Last week, Auxiliary Bishop Mario Eduardo Dorsonville-Rodríguez of the Archdiocese of Washington, D.C., spoke to a U.S. Senate Judiciary Committee on behalf of T.P.S. recipients and Dreamers. A number of T.P.S. recipients have lived in the United States for more than 20 years, he said. Recipients, many of whom come from Central America, have more than 273,000 children who are U.S. citizens.
“Our work assisting and advocating on behalf of immigrants and refugees stems from the belief that every person is created in God’s image,” he said. “We follow the teaching of the Gospel, and in his own life and work, Jesus identified himself with newcomers and with other marginalized persons in a special way: ‘I was a stranger and you welcomed me.’”
The American Dream and Promise Act would also protect holders of Deferred Enforced Departure. In 2007, President George W. Bush extended D.E.D. protection for 4,000 Liberians. Mr. Trump, however, removed their status a year ago, with an effective date at the end of this month.
I hope that Bishop Vasquez has convinced Congress that the lives and futures of the Dreamers should not be used any longer as bargaining chips for political gain. I could not imagine being in their position. They have already suffered enough.
Repatriation of the dreamers would result in them no longer having a precarious status. They already have citizenship in their own countries.

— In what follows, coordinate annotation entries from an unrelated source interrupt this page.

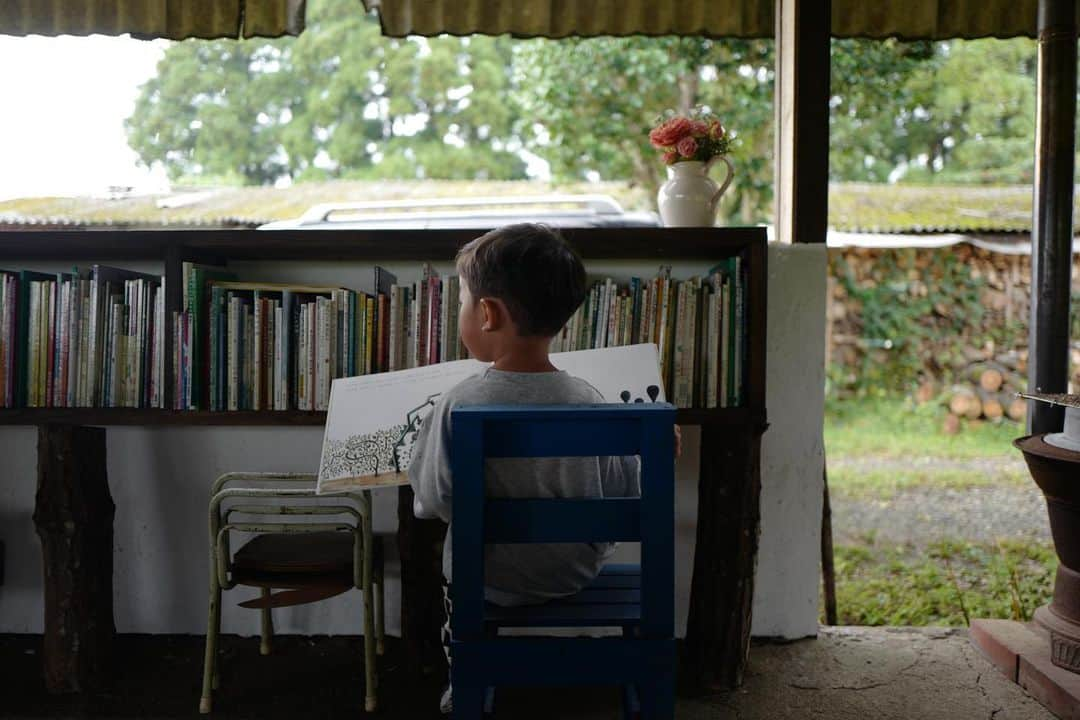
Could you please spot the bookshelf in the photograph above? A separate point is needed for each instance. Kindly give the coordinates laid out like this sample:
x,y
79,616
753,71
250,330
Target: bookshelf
x,y
718,628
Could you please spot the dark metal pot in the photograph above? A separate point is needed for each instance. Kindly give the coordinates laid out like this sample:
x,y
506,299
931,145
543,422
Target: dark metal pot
x,y
1056,471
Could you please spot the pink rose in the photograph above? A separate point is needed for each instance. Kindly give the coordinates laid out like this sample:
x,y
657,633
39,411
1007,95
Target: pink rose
x,y
670,132
687,147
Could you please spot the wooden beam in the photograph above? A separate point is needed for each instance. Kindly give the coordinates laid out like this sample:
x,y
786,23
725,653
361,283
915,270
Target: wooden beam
x,y
1052,220
801,108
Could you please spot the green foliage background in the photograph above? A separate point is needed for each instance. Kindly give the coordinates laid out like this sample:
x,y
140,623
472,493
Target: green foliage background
x,y
342,102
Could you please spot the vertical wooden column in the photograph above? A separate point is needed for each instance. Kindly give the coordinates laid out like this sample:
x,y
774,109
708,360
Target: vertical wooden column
x,y
721,591
73,518
801,125
1052,221
419,544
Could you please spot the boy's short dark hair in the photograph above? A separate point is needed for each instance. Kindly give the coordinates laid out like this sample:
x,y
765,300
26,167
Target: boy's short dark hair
x,y
531,269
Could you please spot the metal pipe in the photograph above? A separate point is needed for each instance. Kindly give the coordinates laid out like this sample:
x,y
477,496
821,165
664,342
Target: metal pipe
x,y
1052,217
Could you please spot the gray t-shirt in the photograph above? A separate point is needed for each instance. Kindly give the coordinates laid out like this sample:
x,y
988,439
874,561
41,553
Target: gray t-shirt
x,y
520,573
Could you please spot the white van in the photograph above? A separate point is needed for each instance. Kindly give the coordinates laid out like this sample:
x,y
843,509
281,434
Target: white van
x,y
474,213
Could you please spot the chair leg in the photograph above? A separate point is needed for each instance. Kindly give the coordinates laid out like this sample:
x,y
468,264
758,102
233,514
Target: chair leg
x,y
631,706
267,629
210,662
468,702
380,601
370,700
658,697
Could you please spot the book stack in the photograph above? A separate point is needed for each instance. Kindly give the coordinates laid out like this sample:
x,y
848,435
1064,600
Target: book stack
x,y
96,338
697,324
82,339
250,345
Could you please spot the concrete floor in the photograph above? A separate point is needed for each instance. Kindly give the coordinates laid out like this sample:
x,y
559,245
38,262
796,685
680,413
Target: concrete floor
x,y
845,673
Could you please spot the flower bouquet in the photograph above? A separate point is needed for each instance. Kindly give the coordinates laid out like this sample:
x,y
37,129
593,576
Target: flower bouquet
x,y
691,144
698,135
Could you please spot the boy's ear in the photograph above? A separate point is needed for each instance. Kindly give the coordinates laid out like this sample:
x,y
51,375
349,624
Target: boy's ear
x,y
495,314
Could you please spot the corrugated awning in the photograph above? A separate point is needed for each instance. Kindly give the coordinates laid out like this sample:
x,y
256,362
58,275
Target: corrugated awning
x,y
175,19
931,19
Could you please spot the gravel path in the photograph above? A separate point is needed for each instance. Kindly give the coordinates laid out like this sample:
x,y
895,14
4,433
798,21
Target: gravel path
x,y
921,514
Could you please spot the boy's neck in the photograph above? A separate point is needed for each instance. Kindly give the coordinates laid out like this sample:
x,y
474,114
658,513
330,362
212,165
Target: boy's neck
x,y
525,355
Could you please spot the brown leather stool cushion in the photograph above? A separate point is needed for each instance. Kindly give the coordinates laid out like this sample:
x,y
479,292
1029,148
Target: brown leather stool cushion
x,y
314,553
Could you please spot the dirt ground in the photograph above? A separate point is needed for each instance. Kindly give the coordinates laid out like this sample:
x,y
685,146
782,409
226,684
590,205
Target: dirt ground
x,y
888,674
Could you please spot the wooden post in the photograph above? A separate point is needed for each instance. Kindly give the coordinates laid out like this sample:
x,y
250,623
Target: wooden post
x,y
801,107
721,591
73,517
1052,221
419,544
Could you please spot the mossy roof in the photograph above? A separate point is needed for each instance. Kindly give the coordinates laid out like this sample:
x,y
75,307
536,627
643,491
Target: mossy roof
x,y
854,207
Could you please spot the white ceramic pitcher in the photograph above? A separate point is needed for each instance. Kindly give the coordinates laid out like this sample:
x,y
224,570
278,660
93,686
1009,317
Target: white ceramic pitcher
x,y
689,197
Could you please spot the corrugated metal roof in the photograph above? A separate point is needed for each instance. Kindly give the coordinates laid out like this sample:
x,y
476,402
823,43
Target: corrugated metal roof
x,y
154,18
863,208
932,19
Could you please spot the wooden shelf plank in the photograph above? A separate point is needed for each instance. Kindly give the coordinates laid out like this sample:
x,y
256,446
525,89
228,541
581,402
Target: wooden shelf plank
x,y
369,245
283,418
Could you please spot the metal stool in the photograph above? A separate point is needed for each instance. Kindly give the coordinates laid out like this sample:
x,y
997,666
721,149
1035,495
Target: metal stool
x,y
308,560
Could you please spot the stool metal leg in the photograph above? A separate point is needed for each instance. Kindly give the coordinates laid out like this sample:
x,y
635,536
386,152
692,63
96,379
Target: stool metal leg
x,y
369,677
380,600
267,629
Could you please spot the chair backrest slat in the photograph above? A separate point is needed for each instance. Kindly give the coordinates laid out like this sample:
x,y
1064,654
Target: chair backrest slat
x,y
553,437
555,520
517,431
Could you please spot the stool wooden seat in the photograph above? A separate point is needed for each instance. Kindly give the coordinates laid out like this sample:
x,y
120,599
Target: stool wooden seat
x,y
308,547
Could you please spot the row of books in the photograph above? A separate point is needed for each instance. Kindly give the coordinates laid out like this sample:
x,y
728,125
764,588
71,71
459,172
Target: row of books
x,y
698,326
88,338
250,345
96,338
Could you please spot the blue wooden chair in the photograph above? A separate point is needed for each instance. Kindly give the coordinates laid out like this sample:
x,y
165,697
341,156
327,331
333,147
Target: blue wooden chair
x,y
639,599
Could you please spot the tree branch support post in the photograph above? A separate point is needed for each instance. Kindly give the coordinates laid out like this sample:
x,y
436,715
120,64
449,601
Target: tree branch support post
x,y
721,591
73,517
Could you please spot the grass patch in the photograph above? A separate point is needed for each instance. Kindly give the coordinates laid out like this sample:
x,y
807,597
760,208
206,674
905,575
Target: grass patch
x,y
854,480
947,583
898,428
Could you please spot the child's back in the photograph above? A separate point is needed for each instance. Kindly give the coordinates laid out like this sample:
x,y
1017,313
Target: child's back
x,y
516,573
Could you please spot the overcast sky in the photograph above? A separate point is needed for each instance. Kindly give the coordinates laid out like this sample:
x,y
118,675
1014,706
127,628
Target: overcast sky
x,y
65,100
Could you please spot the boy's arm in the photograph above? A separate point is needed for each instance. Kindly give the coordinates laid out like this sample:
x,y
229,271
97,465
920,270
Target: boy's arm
x,y
621,476
429,472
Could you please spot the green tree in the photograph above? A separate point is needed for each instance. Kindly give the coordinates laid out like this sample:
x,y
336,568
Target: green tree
x,y
588,106
874,106
339,100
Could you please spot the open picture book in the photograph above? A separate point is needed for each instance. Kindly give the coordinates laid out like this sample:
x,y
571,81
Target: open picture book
x,y
374,420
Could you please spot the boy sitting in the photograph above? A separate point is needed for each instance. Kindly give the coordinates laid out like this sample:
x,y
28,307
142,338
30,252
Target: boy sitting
x,y
520,284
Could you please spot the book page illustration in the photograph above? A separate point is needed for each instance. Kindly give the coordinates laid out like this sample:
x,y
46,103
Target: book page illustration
x,y
374,419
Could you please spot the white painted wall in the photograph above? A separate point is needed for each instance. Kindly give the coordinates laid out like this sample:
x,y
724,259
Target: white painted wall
x,y
788,561
160,479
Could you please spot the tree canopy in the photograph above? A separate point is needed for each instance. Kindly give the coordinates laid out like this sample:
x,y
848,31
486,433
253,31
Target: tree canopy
x,y
342,102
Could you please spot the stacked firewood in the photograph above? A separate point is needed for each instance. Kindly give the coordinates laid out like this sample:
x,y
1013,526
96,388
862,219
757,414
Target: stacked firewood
x,y
984,391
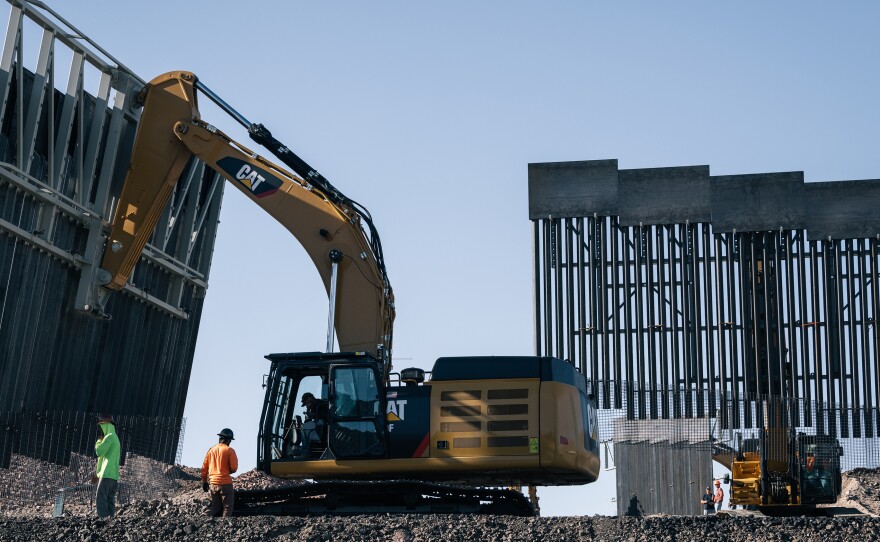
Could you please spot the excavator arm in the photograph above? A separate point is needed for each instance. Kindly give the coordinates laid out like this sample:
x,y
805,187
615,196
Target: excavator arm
x,y
336,232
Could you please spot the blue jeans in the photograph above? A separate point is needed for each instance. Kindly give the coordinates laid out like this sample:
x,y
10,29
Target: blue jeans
x,y
105,499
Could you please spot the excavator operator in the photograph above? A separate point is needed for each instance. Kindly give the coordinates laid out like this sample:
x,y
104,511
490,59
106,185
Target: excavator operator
x,y
316,409
314,430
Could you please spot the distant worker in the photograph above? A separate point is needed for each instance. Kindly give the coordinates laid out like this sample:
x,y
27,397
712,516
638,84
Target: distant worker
x,y
708,502
316,409
220,462
108,449
718,498
811,458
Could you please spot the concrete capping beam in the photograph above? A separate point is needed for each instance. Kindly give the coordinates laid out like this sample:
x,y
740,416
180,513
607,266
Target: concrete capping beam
x,y
572,189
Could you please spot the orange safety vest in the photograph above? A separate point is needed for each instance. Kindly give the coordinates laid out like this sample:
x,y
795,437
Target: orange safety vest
x,y
220,462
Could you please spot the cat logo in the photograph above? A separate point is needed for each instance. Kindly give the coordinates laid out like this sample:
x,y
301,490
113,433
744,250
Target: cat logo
x,y
396,411
258,181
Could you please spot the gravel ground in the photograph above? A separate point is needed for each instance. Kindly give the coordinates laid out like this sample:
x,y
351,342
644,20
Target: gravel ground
x,y
180,516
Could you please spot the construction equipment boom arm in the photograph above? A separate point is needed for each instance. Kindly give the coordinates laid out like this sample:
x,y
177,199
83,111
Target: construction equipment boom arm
x,y
329,226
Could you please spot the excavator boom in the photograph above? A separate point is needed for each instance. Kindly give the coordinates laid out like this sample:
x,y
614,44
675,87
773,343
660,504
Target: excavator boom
x,y
330,227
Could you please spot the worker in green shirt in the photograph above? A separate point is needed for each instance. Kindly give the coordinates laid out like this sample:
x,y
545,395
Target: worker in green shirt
x,y
107,449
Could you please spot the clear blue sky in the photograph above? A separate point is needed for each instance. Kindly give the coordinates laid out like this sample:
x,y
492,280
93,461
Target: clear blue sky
x,y
428,114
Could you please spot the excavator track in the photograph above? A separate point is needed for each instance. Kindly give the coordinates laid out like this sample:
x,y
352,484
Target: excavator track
x,y
396,497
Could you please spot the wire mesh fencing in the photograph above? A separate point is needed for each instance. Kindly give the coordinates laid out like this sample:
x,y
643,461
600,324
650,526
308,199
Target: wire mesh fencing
x,y
736,422
48,458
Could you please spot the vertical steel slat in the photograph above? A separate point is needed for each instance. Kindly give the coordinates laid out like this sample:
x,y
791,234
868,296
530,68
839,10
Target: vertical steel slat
x,y
694,371
548,288
807,379
677,320
11,70
666,290
538,251
602,321
92,144
37,99
627,327
792,350
721,336
851,348
559,317
740,353
651,319
570,263
707,331
831,274
640,323
583,324
875,326
616,306
869,402
817,322
66,122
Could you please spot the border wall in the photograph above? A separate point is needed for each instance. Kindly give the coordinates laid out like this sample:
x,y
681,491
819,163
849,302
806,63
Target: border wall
x,y
685,296
68,117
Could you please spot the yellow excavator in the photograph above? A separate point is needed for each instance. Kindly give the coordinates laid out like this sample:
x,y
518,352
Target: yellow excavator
x,y
455,439
780,472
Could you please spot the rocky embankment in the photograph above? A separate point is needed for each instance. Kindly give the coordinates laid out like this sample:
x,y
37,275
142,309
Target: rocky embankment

Smuggled-in foreign nationals (aka "Dreamers") should not benefit from the criminal actions of those who trafficked them into our country. The 1986 Amnesty was one of the biggest blunders in US legislative history. We must not repeat it.
I do not think that Jesus would hold children responsible for what their parents did. The Dreamers are Americans in all but one way. Our country should be proud to claim them.
DACA is very important. Why do they want to abolish it now? Giving these kids education and a way to live a better life. So, even if they need help with a coursework writing? That's okay. That's part of learning.
a way to live a better life?
All these DACA designsted individuals come from Catholic countries. Are you saying that association with Catholicism means an inferior life? What about the hundreds of millions still in Catholic countries? What do you want for them? I know this is a bogus comment but the sentiment is typical of what is offered here.